George waddle-paced to the door and back. To the door and back. Click-click. Click-click.

“Sometimes he can’t stand it, and he whimpers. It’s just a whimper, George. And they’ll start yelling and banging doors and they get the key and they get the dish soap and they open up the closet and hold the poor little boy and pour the soap into his mouth. And he shakes his head and tries to spit it out and it goes down his neck and on his chest and they just leave it there and the last time I got him out I saw the rash, it was sores more than a rash, from that soap just being on him all that time.”

“Poor little boy,” George said.

“Oh, you’ve got that right, George. I really think I’m going to have to run away. Maybe they’ll let him out if I’m gone. They’ll be afraid . . .”

The door opened and Anika walked in. “Oh, there you are, George,” she said. “How did you get in here?”

“He walked in,” Melissa told her, “and I thought I should shut the door . . . does he ever try to escape?”

When Melissa left that day, George started his campaign. “Go see Melissa,” he said.

“Oh, Melissa’s house doesn’t seem very friendly, George. She’d rather come here.”

“Go see Melissa.”

He had that conversation a gazillion times. Day after day, “Go see Melissa,” he’d say, and Anika or Mike or Linda would explain why not.

“Go see Melissa,” he said.

So one day they went, without George. “We took her some cookies,” they told him. “It was kind of dark and unpleasant there. We didn’t stay.”

“Go see Melissa,” he said.

Finally he heard Linda on the phone explaining what an obnoxious parrot they have, asking if they could bring George to visit Melissa, saying no, Melissa has come here several times but he keeps saying ‘go see Melissa,’ and it was getting tiresome and would it be all right if they just brought George by for a few minutes. There was reluctance on the other end of the line, George could tell, but after all they’d been given cookies and Melissa did come visit Anika and so George got to travel down the street to their little single-wide.
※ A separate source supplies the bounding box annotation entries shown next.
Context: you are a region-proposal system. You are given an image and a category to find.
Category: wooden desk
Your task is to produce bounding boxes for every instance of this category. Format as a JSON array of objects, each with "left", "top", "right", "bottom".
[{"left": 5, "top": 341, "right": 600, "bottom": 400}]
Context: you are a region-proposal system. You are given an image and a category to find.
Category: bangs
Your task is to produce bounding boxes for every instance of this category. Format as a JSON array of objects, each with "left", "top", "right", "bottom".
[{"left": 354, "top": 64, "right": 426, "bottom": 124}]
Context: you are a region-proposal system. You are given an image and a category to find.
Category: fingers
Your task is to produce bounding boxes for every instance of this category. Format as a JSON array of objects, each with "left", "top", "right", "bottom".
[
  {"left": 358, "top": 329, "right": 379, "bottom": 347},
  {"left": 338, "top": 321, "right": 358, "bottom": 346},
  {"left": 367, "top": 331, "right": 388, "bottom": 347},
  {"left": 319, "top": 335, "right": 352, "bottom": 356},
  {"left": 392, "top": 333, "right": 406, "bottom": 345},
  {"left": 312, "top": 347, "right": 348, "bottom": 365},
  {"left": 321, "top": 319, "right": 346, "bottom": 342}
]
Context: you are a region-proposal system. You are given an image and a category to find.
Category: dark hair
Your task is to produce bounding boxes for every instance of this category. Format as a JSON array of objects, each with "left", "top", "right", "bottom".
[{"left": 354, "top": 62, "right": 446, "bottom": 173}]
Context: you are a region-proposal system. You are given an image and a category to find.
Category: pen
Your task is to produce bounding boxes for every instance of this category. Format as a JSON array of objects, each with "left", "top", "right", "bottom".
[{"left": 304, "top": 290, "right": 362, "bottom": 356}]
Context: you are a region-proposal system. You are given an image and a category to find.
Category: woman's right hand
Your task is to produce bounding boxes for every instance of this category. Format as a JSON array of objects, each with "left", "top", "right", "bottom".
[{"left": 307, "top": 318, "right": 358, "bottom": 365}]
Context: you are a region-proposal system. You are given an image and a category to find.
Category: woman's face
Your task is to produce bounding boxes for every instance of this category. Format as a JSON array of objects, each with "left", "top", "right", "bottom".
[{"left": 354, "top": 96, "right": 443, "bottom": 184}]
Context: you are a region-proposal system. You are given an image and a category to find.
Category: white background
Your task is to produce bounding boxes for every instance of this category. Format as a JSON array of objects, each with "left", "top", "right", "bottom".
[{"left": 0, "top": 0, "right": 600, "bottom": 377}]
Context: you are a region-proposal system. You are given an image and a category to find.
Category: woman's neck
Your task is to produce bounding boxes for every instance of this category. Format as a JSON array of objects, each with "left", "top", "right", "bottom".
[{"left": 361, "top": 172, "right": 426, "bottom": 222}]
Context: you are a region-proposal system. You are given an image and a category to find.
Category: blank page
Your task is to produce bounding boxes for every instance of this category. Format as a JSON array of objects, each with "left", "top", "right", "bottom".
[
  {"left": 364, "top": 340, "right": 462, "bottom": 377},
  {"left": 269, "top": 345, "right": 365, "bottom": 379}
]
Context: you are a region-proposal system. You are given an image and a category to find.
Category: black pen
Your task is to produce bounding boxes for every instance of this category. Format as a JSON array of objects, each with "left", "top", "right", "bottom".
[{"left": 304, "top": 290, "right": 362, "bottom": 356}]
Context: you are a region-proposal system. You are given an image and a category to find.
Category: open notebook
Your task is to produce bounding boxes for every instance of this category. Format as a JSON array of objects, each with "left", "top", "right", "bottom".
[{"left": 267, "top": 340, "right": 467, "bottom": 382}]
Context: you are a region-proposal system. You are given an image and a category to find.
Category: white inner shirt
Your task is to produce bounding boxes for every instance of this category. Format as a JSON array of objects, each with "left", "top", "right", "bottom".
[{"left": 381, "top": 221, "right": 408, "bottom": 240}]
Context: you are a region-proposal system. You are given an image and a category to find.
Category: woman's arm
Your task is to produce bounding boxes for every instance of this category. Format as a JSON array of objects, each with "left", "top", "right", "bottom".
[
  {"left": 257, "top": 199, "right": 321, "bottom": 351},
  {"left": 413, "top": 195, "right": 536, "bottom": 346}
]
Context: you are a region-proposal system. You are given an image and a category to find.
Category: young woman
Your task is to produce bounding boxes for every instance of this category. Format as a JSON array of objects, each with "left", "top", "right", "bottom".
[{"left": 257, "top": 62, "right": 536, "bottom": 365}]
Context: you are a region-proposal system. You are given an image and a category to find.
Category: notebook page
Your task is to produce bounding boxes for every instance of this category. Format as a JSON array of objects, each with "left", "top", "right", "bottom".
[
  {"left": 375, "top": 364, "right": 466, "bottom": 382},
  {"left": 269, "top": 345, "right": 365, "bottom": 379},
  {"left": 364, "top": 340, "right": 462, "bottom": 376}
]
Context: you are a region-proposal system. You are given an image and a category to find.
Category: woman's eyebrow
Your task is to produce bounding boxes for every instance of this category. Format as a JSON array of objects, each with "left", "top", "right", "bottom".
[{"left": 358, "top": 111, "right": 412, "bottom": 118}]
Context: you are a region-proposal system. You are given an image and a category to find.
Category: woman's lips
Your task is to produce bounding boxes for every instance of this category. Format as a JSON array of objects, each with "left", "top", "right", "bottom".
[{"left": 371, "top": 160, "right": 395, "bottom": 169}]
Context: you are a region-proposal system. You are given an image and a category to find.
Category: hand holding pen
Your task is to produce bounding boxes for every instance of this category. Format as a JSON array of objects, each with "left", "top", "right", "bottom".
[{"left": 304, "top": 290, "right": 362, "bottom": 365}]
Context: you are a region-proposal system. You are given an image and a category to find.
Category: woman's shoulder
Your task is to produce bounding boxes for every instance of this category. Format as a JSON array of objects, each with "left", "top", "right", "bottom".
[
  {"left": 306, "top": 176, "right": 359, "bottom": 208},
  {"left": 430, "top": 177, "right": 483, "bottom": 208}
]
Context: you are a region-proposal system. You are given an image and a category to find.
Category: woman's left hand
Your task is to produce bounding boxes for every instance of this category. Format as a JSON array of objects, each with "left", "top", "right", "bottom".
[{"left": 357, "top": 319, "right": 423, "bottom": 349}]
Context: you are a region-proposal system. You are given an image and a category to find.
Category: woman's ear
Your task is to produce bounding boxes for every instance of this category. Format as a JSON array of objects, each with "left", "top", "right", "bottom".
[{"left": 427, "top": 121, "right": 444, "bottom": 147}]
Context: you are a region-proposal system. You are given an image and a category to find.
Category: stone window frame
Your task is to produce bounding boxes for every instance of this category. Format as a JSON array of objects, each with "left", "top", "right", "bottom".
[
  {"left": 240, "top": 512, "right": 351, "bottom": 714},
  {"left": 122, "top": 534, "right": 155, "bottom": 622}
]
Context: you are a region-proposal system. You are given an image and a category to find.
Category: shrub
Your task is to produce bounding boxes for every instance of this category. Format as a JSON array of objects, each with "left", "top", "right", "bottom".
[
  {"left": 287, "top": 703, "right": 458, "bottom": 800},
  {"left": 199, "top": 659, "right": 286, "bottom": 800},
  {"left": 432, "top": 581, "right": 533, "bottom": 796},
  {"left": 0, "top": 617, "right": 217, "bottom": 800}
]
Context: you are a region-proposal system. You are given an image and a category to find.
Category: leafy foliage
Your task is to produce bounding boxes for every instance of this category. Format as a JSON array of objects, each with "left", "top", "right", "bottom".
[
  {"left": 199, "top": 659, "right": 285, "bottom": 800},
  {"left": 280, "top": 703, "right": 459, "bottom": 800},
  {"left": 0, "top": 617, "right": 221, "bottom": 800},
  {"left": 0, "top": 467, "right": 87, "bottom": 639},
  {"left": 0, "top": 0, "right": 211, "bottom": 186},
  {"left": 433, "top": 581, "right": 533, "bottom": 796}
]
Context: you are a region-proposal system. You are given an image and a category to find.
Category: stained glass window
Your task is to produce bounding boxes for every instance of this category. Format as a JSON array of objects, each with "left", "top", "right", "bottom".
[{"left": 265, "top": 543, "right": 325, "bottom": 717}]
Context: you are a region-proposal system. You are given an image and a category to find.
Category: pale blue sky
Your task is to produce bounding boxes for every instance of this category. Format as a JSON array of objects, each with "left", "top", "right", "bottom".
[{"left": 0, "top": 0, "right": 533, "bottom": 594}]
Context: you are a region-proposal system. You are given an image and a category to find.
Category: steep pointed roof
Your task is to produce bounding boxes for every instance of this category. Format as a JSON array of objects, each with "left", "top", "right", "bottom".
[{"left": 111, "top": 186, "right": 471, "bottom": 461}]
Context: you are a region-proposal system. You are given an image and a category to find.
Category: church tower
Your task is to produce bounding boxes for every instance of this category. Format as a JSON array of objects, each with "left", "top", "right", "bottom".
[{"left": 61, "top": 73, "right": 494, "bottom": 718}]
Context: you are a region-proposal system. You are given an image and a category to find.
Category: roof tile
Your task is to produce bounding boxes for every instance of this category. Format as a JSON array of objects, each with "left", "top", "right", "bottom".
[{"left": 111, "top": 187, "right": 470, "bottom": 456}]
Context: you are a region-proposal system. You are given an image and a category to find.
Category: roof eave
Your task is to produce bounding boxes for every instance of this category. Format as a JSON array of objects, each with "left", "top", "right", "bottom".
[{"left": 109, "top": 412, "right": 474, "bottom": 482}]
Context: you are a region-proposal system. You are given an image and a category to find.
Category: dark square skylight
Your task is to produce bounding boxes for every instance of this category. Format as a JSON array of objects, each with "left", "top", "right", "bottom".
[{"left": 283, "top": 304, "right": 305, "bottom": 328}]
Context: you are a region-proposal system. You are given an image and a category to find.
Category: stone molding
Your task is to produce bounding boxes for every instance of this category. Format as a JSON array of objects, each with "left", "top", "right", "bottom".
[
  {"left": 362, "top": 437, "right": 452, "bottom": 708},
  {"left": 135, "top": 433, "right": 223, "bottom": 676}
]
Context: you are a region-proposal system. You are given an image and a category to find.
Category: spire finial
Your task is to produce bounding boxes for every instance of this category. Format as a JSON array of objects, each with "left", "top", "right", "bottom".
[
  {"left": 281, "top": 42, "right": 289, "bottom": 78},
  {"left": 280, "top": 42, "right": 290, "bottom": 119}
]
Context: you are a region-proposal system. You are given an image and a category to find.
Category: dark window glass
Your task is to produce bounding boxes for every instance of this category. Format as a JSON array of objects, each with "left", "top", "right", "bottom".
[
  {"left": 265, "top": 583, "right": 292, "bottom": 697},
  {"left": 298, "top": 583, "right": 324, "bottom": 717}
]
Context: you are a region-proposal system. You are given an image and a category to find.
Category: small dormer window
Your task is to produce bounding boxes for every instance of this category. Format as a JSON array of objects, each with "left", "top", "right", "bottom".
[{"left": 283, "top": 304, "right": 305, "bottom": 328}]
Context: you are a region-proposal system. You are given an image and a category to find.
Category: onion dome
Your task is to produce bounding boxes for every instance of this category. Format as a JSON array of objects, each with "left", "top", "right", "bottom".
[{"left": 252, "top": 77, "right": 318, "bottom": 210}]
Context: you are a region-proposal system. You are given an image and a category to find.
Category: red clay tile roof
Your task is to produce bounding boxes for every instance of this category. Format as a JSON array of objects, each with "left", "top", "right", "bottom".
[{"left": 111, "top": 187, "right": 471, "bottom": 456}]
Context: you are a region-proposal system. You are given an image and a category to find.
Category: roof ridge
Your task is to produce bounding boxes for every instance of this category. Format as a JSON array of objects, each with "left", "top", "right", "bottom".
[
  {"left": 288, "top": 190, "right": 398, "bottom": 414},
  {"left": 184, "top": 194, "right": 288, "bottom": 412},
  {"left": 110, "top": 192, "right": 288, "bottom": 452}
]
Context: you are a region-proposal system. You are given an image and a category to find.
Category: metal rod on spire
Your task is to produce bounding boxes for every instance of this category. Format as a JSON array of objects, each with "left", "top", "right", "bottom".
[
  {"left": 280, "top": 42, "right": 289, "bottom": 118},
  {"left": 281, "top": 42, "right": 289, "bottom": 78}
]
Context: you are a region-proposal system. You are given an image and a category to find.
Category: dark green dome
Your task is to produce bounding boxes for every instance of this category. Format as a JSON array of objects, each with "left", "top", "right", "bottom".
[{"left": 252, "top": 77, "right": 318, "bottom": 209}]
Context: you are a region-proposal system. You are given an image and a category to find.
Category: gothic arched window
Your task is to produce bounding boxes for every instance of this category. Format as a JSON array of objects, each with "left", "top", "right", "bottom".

He flew off Mike’s arm the minute they got in the door. Not much time, he figured. He waddle-strode into the kitchen. “Where’s Little Boy?” he said.

He saw eyes darting, hands grabbing. He flew-flapped around them and down the hall. Right there, just around the corner, a door. A terrible smell, to a parrot, anyway. Humans didn’t seem to notice. A lock on the door. “Where’s Little Boy?” George said.

A whimper came from behind the door.

“Little Boy?” George said.

Mike was there, grabbing at George, snatching him up. Another whimper. Louder.

Mike heard it. “Who’s in this closet,” he said.

“Little Boy,” George said.

“Where’s the key?” Linda demanded.

“What’s going on here?” George had never heard that tone in Mike’s voice before.

Papa lunged for Melissa. “What have you been saying to people?”

Mike lunged for Papa. “Who is behind that door? Why is it locked? Don’t you touch this girl; she’s done nothing wrong. Except maybe to not tell us what’s going on here.”

George had fluttered down to the floor again. “Little Boy?”

Well that did it. Papa seemed to fly, right to George. One foot came back and began its swing, a mighty kick aimed at George. Big boots, big man, at least two hundred pounds, against small bird, maybe two pounds. This wasn’t going to be a fair fight.